Beware of parties bearing gifts at election time
This week, the CSO released the official growth numbers for the third quarter of the year.
Prior to the publication of the quarterly national accounts for the three-month period to the end of September, we had a pretty comprehensive picture of economic activity based on individual data releases, but the national accounts data bring it all together and fill in the gaps that were still remaining.
The news in the third quarter was unambiguously good.
The economy has expanded strongly in 2015 and the momentum heading into 2016 is good.
In the first nine months of the year we now know that GDP was 7% ahead of the first nine months of 2014, and GNP was 5.6% higher.
These are strong growth numbers, but the most re-assuring aspect is that the components of growth show that the recovery has become more broadly based.
Consumer spending expanded by 3.5%; capital formation, investment, expanded by 26.4%, exports of goods and services expanded by 13.3%; and imports of goods and services expanded by 16.8%.
As these numbers show, it is probably no longer appropriate to talk about recovery, the economy has recovered.
For a government facing into a potentially difficult general election in the early weeks of 2016, the latest growth numbers represent more good news, but as I have warned on many occasions in recent months, there are still numerous vulnerabilities.
This message was hammered home, again, this week by the Central Bank, which published the latest Macro Financial Review.
The purpose of this review is to outline the outlook for the banking, insurance and non-bank financial firms.
Its view on the economy is, not surprisingly, upbeat notwithstanding the uncertain international environment.
The Chinese economy and its financial markets, and weak activity in the euro area are the key global risks highlighted.
However, it also warns that in an environment of low interest rates, investors are trying hard to find better returns across asset classes, and hence the consequent danger that they may engage in excessive risk-taking.
In the event of something going wrong or a shock to confidence, global financial stability could be very dangerous in an environment of excessive risk exposure.

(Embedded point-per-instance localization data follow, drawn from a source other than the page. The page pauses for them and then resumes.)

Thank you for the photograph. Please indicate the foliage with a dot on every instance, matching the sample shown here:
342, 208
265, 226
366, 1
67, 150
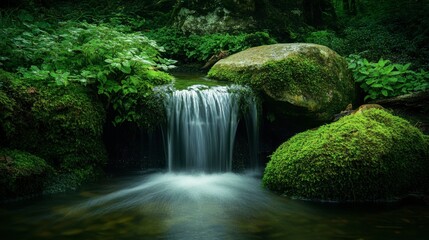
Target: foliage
21, 174
199, 48
123, 66
384, 79
63, 125
366, 156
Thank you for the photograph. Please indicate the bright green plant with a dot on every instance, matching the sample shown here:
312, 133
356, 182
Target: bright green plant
124, 67
384, 79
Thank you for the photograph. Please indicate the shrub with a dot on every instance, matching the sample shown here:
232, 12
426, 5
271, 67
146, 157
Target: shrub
123, 67
384, 79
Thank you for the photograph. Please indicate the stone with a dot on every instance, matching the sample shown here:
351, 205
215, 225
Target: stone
370, 155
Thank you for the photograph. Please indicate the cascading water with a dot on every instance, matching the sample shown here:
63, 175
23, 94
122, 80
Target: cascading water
202, 124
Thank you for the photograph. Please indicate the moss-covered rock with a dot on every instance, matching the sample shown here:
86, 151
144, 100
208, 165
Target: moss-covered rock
21, 174
61, 124
299, 79
368, 156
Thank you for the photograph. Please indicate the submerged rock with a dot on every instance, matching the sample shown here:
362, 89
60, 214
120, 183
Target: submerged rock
367, 156
298, 79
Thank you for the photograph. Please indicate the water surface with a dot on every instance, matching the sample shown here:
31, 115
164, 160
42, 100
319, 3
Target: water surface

As a small open economy that is so heavily exposed to global economic and financial market developments, Ireland would obviously have a significant vulnerability to negative external developments.
The Central Bank suggests that the still high levels of household and non-financial corporate debt render Ireland vulnerable to a negative external economic shock or higher interest rates.
There is nothing new or remotely profound about the latest analysis from the Central Bank, but this does not mean that the messages it contains are not worth repeating again and again.
Such repetition is particularly important at the moment as the parties of government fall over each other to make promises ahead of the election.
We can be pretty certain that as the parties of opposition publish their election manifestos over the coming weeks, the trend will be the same.
There is now a distinct danger that we will see a dangerous race to the bottom in terms of policy promises.
That is always dangerous.
All political parties should bear in mind that the key to prudent policy making is to behave in a counter-cyclical manner.
If an economy is growing strongly, policy should be prudent; and if an economy is growing weakly, policy should be accommodative.
We got further evidence this week that the economic cycle is strong and strengthening, so a prudent policy platform is exactly what the economy requires for the foreseeable future.
Voters should eschew those parties that make the most generous promises.
We all know where pro-cyclical economic policy took us in the past. Please, let us avoid the same mistakes again.